The symbol crossed borders in 2018 and was used in other Latin American countries that fought for the right to abortion. In Chile, for example, the green scarf was used as of 2018, with the messages "Open-access to free and safe abortion" and "#NoBastan3Causales" ("three causes are not enough", referring to the fact that abortion in Chile is only legal in cases of life-threatening risk to the mother, non-viable fetus or rape).

Since September 2020, the green scarf has also been the icon of the Causa Justa Movement in Colombia. This movement filed a lawsuit before the Constitutional Court of that country to eliminate abortion from the penal code. The lawsuit was decided in February 2022 and succeeded in eliminating the crime of abortion up to 24 weeks of gestation.

In May 2022, the green scarf was also used in the United States during the marches in defense of the right to abortion, threatened by a possible overturn of the Roe v. Wade decision.

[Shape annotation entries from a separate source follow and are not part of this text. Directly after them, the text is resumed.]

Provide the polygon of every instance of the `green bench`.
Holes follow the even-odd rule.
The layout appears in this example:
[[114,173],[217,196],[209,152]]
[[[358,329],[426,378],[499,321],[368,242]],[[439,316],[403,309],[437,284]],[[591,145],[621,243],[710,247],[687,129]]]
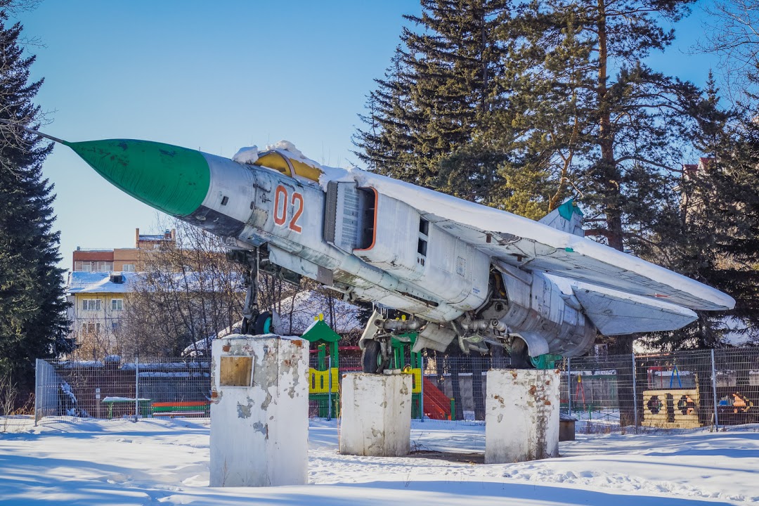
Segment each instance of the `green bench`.
[[211,404],[207,401],[153,403],[153,416],[209,416]]
[[[127,408],[131,408],[132,413],[134,413],[134,399],[131,399],[128,397],[106,397],[102,400],[102,404],[106,404],[106,416],[109,420],[113,418],[113,407],[116,405],[124,405]],[[153,400],[151,399],[137,399],[137,404],[138,409],[140,410],[140,416],[150,416],[153,410],[151,409],[151,404]]]

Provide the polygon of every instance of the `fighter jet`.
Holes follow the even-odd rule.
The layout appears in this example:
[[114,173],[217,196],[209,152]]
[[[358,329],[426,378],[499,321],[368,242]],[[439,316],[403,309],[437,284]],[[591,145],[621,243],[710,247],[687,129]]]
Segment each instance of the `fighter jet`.
[[386,368],[390,339],[414,350],[503,346],[515,366],[576,357],[605,335],[667,331],[729,296],[583,237],[568,201],[540,222],[358,169],[322,166],[291,145],[233,159],[160,143],[68,146],[134,198],[223,238],[246,266],[246,333],[276,332],[259,310],[259,272],[301,276],[408,316],[375,311],[361,339],[365,372]]

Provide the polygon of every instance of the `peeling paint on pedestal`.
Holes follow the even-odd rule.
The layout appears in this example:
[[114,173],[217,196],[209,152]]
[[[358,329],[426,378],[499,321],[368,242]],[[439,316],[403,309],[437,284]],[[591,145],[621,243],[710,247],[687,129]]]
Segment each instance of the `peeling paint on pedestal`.
[[343,375],[340,453],[402,457],[411,451],[409,374]]
[[[222,356],[253,357],[250,385],[222,384]],[[307,341],[233,335],[213,357],[210,486],[307,483]]]
[[557,370],[487,372],[486,464],[559,456],[559,385]]

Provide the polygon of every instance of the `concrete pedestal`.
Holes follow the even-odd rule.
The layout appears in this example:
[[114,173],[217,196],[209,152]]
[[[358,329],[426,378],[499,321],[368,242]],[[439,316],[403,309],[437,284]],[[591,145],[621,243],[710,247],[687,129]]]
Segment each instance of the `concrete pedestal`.
[[559,456],[557,370],[487,372],[485,464]]
[[210,486],[307,483],[308,341],[232,335],[213,357]]
[[402,457],[411,451],[410,374],[343,375],[340,453]]

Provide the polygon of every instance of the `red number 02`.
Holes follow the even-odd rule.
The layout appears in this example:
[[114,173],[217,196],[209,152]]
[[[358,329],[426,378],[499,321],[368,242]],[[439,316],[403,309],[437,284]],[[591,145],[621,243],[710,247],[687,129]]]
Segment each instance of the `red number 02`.
[[[280,227],[287,222],[287,189],[280,184],[274,191],[274,223]],[[297,191],[293,192],[290,204],[291,206],[297,205],[298,207],[295,209],[295,214],[293,215],[292,219],[290,220],[290,225],[288,225],[288,228],[294,232],[300,234],[303,231],[303,228],[298,225],[298,220],[300,219],[301,215],[303,214],[304,207],[303,195]]]

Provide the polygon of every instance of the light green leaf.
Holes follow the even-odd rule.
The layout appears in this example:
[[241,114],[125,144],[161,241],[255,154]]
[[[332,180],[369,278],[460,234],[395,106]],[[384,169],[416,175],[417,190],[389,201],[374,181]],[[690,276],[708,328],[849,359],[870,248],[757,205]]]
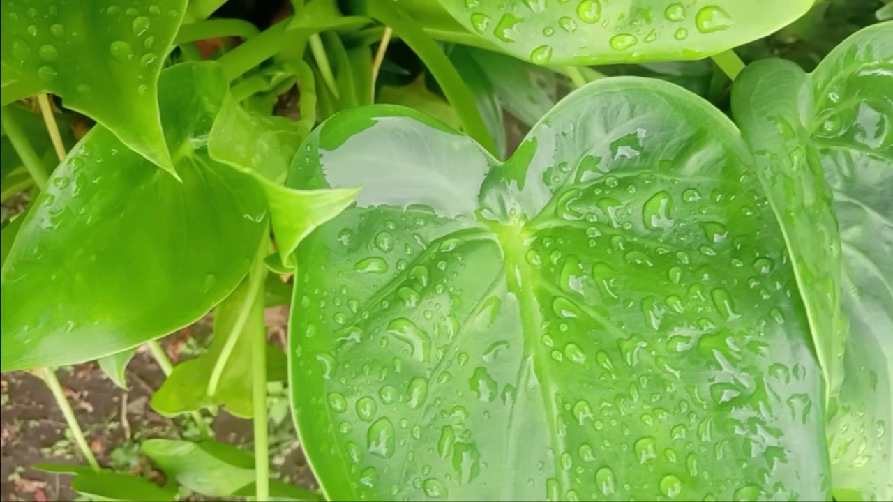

In June 2022, after the supreme court overturned Roe v. Wade with the Dobbs v. Jackson Women's Health Organization ruling, protests broke out in many cities in the United States, with some protestors using green scarves with the inscriptions "RiseUp4AbortionRights" and "Green4Abortion".

==Prohibitions==
Although there is no law that bans the use of the green scarf in Argentina, many private institutions (and even some state-run schools) have decided to ban its use and display. Human rights organizations have stood against these prohibitions, stating that they are unconstitutional and a violation of the right to self-expression.